IUDs are designed to be inserted into the uterus. Once in place, an IUD provides approximately 98% effectiveness in preventing pregnancy.
Start by positioning the patient comfortably at the end of the exam table. Her buttocks should be right on the edge.
Perform a bimanual exam to determine the size, shape, and orientation of the uterus. This examination is helpful in safely guiding the IUD into its’ correct position within the uterine cavity.
Gather your supplies and instruments.
Using sterile technique the arms of this Copper T IUD are folded so they fit into the inserter.

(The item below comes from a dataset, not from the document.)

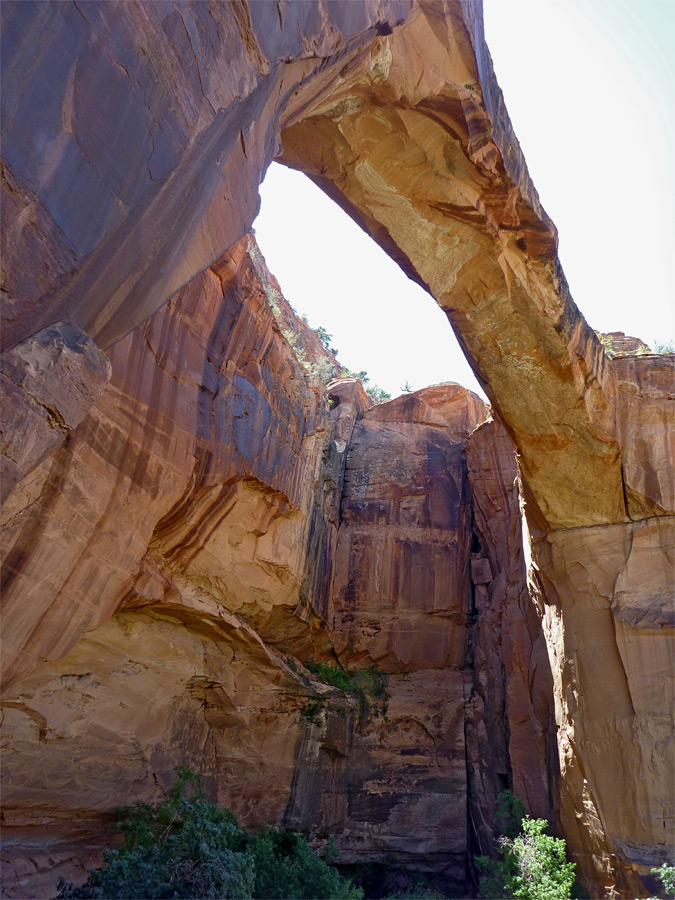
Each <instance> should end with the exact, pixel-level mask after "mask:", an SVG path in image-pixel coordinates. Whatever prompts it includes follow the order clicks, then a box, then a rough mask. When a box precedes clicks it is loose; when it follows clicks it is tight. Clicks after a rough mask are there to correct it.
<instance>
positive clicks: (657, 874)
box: [652, 351, 675, 897]
mask: <svg viewBox="0 0 675 900" xmlns="http://www.w3.org/2000/svg"><path fill="white" fill-rule="evenodd" d="M657 352H659V353H660V352H663V351H657ZM652 875H658V876H659V877H660V879H661V882H662V883H663V886H664V888H665V889H666V893H667V894H668V896H669V897H672V896H675V866H670V865H668V863H663V865H661V866H659V868H658V869H652Z"/></svg>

The plunger is inserted into the base of the inserter until it is snug with the IUD. This sterile assembly is then set aside until you are ready to use it.
Insert a vaginal speculum so you can visualize the cervix.
After stabilizing the cervix with a tenaculum, the uterine cavity is sounded. This identifies the angle of the cervical canal and the depth of the uterine cavity.
The IUD inserter is placed near the top of the uterine cavity. The plunger is depressed, releasing the IUD. Once the IUD is released, the inserter is removed.
Once released, the arms of the IUD open up, keeping the IUD in place.
The IUD strings are trimmed so that about one inch protrudes from the cervical os.
Ultrasound can be used to confirm proper positioning of the IUD. The bright central echoes from this longitudinal and transverse scan of the uterus confirm proper positioning.
In the event the IUD needs to be removed:
- The IUD strings are first visualized and then grasped with a dressing forceps.
- Steady outward pressure is applied until the IUD appears.
- The IUD arms easily collapse as the IUD is removed.